Install the Rocky package, clear Bash’s command cache, and recheck the version:

sudo dnf install cmake
hash -r
cmake --version

CMake Cannot Find a C++ Compiler

CMake can generate build files only after it finds the compiler your project language requires. A missing C++ compiler commonly appears during project(... LANGUAGES CXX) or the first configure step.

Check whether Rocky Linux can find the C++ compiler command:

command -v c++ || echo "c++ compiler missing"

A missing compiler returns:

c++ compiler missing

If the compiler is missing, install the C++ toolchain and rerun CMake from a fresh build directory:

sudo dnf install gcc-c++ make
cmake -S . -B build-fresh -G "Unix Makefiles"

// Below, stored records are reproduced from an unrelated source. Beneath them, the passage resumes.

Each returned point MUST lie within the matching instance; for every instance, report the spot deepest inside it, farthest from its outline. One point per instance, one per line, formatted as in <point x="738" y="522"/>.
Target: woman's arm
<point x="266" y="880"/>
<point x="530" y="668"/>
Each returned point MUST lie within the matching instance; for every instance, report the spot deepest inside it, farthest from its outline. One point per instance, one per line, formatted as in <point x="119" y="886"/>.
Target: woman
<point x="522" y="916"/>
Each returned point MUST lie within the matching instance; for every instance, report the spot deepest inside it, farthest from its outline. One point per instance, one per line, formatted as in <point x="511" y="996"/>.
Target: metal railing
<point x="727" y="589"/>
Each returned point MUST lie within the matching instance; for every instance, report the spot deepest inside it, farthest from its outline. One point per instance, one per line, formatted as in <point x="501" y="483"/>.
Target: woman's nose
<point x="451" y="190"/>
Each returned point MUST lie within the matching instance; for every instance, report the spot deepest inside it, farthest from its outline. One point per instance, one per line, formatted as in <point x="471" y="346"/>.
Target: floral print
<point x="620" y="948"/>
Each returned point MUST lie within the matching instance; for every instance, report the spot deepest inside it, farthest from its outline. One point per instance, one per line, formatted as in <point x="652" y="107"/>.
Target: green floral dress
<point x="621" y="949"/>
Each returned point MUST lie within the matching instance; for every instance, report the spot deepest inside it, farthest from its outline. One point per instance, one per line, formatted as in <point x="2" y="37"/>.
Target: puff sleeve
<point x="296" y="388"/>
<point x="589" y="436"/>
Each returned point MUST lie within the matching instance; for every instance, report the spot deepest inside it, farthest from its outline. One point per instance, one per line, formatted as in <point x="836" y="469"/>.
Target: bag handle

Project Requires a Newer CMake Version

Some projects declare a minimum CMake version newer than the Rocky package. A typical error looks like this:

CMake 3.28 or higher is required. You are running version 3.26.5

Rocky Linux 9 and 8 currently ship CMake 3.26.x, so projects requiring 3.28 or newer need the upstream method or a project-supported workaround. Rocky Linux 10 currently ships CMake 3.30.x, so switch methods there only when the project needs a newer 4.x release or a specific Kitware point release.

After installing the upstream method, verify the version that satisfies the project requirement:

/usr/local/bin/cmake --version

Multiple CMake Versions in PATH

If you installed both methods, check which binary your shell resolves first:

command -v cmake
cmake --version

If the upstream helper wins on PATH, the result starts like this:

/usr/local/bin/cmake
cmake version 4.3.2

Rocky packages use /usr/bin/cmake, while the upstream helper creates /usr/local/bin/cmake. Remove the method you do not want, then open a new shell or run hash -r before checking again.

Use CMake Documentation After Installation

The official CMake documentation covers commands such as cmake --build, presets, toolchain files, package discovery with find_package(), CTest, and CPack. Use version-matched docs or local help when you rely on a feature that may be newer than Rocky’s packaged CMake.

Local help comes from the CMake version currently first on your PATH:

cmake --help
cmake --help-command find_package
ctest --help

Conclusion

CMake is ready for Rocky Linux builds, with the AppStream package handling routine updates and the upstream Kitware binary available when a project needs a newer release. For the next step, install Git on Rocky Linux for source control, or install Visual Studio Code on Rocky Linux if you want an editor beside the terminal.